One is on corruption. We're importing people from a fair few countries where corruption is endemic without any attempt at integration. We're simultaneously beating ourselves up that, say, 39% of the population of Trumpton are from minority x, yet only 2% of the local magistrates are. I don't know what magic the soil of the UK posesses, but our rulers are apparently convinced that the moment you set foot on it all the 'bad' practices of the old country fall off you, leaving only the good bits - you know, the ones that enrich us.
Absent such magical soil, I'd expect that as more magistrates/tax officials/police whatever are appointed from (unintegrated) minority x, so levels of corruption/violence/whatever will depart from those we've experienced in the last 150 years, and move closer to those in country x.
This thought was inspired by the news that apparently
7,500 people have died in police or prison custody in India in the last 5 years.
Post 2 will be on religion, how we got where we are, and whether, as
Shuggy asks, the decline of Christianity isn't a bit of a conservative myth (as you'd imagine, I don't agree).
Post 3 will have to wait till I've read Arnold Toynbee's
'A Study of History'. At a glance, it seems to fit the bill pretty well.
He argues that the breakdown of civilizations is not caused by loss of control over the environment, over the human environment, or attacks from outside. Rather, it comes from the deterioration of the "Creative Minority," which eventually ceases to be creative and degenerates into merely a "Dominant Minority" (who forces the majority to obey without meriting obedience). He argues that creative minorities deteriorate due to a worship of their "former self," by which they become prideful, and fail to adequately address the next challenge they face.
Blimey. That seems pretty spot-on for our rulers - right down to the worship of the former self (see the BBC '1968' retrospectives for details).
Somebody - I thought Martin Kelly or David Duff but I may be wrong - blogged about this book a week or two back, but I can't find the post. If thou art that blogger, then identify yourself and receive credit where due.

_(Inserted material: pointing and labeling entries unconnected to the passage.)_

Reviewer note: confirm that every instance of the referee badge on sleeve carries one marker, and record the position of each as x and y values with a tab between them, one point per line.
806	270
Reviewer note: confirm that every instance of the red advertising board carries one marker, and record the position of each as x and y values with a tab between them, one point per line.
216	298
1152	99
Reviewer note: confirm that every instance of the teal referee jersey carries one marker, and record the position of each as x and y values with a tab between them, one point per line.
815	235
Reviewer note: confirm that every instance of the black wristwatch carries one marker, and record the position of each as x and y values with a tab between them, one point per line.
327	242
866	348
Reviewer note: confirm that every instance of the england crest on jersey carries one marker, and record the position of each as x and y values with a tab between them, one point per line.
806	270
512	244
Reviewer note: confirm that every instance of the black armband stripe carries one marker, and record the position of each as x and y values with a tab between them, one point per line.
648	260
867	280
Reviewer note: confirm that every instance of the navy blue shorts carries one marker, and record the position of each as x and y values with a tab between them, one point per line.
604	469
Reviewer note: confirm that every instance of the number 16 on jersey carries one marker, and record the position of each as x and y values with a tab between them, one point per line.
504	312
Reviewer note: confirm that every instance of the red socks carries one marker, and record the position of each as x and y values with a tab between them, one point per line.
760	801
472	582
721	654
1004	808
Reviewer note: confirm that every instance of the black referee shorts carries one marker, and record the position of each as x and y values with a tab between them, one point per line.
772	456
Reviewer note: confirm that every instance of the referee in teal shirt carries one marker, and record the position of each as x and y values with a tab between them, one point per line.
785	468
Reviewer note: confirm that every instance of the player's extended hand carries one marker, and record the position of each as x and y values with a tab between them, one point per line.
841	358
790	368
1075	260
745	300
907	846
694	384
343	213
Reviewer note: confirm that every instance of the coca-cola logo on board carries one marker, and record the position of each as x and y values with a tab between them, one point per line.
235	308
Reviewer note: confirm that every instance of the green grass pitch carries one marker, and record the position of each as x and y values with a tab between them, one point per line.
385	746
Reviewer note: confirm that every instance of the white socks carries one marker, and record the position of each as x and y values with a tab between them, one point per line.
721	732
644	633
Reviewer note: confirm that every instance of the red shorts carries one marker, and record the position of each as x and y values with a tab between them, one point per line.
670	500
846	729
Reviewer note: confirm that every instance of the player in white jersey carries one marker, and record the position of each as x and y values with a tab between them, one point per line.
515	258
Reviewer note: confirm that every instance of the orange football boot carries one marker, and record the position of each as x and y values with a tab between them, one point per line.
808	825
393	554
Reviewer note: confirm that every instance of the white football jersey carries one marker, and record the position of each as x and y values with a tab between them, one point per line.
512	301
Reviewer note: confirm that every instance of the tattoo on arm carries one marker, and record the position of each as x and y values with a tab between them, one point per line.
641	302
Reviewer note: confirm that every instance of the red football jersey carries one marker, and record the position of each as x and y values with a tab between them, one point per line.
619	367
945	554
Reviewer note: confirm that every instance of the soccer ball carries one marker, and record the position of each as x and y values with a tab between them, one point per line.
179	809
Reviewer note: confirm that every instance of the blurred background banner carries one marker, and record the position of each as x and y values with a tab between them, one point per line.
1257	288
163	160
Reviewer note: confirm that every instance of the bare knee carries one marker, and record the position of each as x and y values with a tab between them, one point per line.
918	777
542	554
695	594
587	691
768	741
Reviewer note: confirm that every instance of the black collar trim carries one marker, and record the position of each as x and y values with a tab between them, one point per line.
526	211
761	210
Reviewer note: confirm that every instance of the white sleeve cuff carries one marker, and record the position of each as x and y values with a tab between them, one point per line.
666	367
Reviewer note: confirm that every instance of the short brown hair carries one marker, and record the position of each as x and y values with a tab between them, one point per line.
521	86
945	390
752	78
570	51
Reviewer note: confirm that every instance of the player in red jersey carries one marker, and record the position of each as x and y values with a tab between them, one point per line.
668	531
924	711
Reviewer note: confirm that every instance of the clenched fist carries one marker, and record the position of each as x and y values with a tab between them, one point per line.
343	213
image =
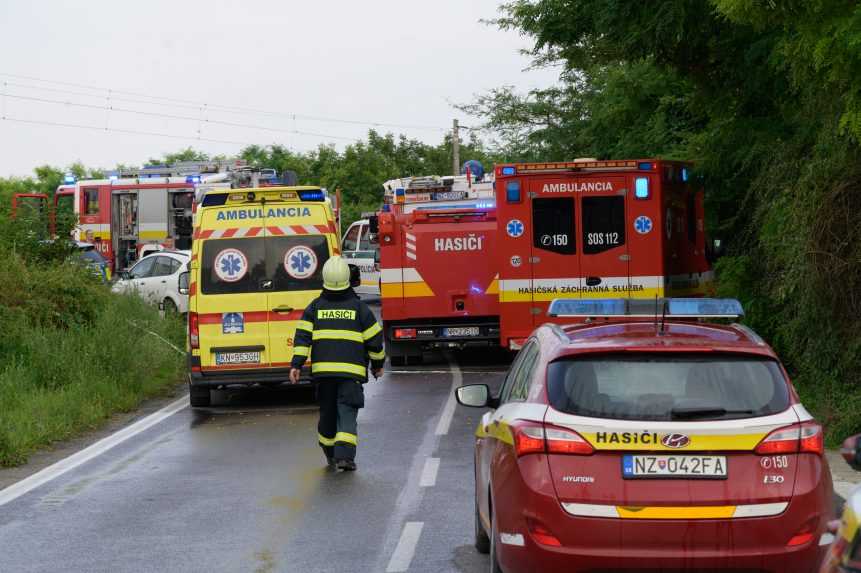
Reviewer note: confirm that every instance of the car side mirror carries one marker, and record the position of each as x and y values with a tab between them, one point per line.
355	276
476	396
851	451
182	285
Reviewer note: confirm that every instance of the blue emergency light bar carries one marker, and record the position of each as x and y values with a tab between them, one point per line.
316	195
643	307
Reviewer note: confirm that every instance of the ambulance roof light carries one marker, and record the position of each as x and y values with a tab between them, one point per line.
641	188
675	307
316	195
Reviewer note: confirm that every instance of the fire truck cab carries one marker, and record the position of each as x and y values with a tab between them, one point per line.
437	266
588	228
134	208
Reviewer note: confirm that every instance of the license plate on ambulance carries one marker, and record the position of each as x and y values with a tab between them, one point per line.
461	331
225	358
668	467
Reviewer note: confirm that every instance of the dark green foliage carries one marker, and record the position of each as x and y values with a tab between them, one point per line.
765	97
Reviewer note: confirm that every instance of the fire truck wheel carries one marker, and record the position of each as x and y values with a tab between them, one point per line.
199	397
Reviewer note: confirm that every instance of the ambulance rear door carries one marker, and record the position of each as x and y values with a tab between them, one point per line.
553	240
300	239
232	305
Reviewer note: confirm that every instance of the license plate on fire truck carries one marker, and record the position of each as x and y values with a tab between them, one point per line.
224	358
461	331
688	467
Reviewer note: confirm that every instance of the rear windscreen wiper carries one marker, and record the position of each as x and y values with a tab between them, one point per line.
688	413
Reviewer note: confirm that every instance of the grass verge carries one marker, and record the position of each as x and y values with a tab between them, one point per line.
66	373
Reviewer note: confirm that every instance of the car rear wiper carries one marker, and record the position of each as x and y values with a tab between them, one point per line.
706	412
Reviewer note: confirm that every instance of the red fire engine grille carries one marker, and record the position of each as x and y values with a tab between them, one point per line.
273	230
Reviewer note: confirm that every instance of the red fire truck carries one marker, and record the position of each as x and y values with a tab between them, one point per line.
589	228
437	237
133	209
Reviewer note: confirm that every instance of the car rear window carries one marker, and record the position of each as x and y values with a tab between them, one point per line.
667	387
273	264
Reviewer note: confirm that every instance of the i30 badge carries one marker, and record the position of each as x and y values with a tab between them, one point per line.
675	441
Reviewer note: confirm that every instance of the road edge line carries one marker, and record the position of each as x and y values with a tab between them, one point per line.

UPDATE - Martin Kelly's posts were
here and
here.
On corruption - the
BBC - and
Pickled Politics for that matter - often report some of the
bad things happening in India, which makes for an easy link. But the very existence of such reports show that it's taken seriously - and some fairly senior people get nailed - although some don't. But at least the slew of reports show someone's taking an interest - or more to the point, is able to take an interest without ending up shot dead at the side of the road. It's the countries where you don't get a lot coming out from that are probably worse.
During the agitation (I signed the Downing Street petition) to free
Mirza Tahir Hussain, Guardianistas, the Muslim Council of Britain and Uncle Tom Cobley queued up to tell us how corrupt Pakistan was. Yet by some miracle any corruption in Pakistani culture apparently falls off that country's people somewhere on the way to Karachi airport. The same, of course, applies to the good people of Russia - another place where investigative journalists end up dead - but for some reason the only Russians who come here are successful large-scale plunderers of Soviet assets - who want to hang onto their ill-gotten gains.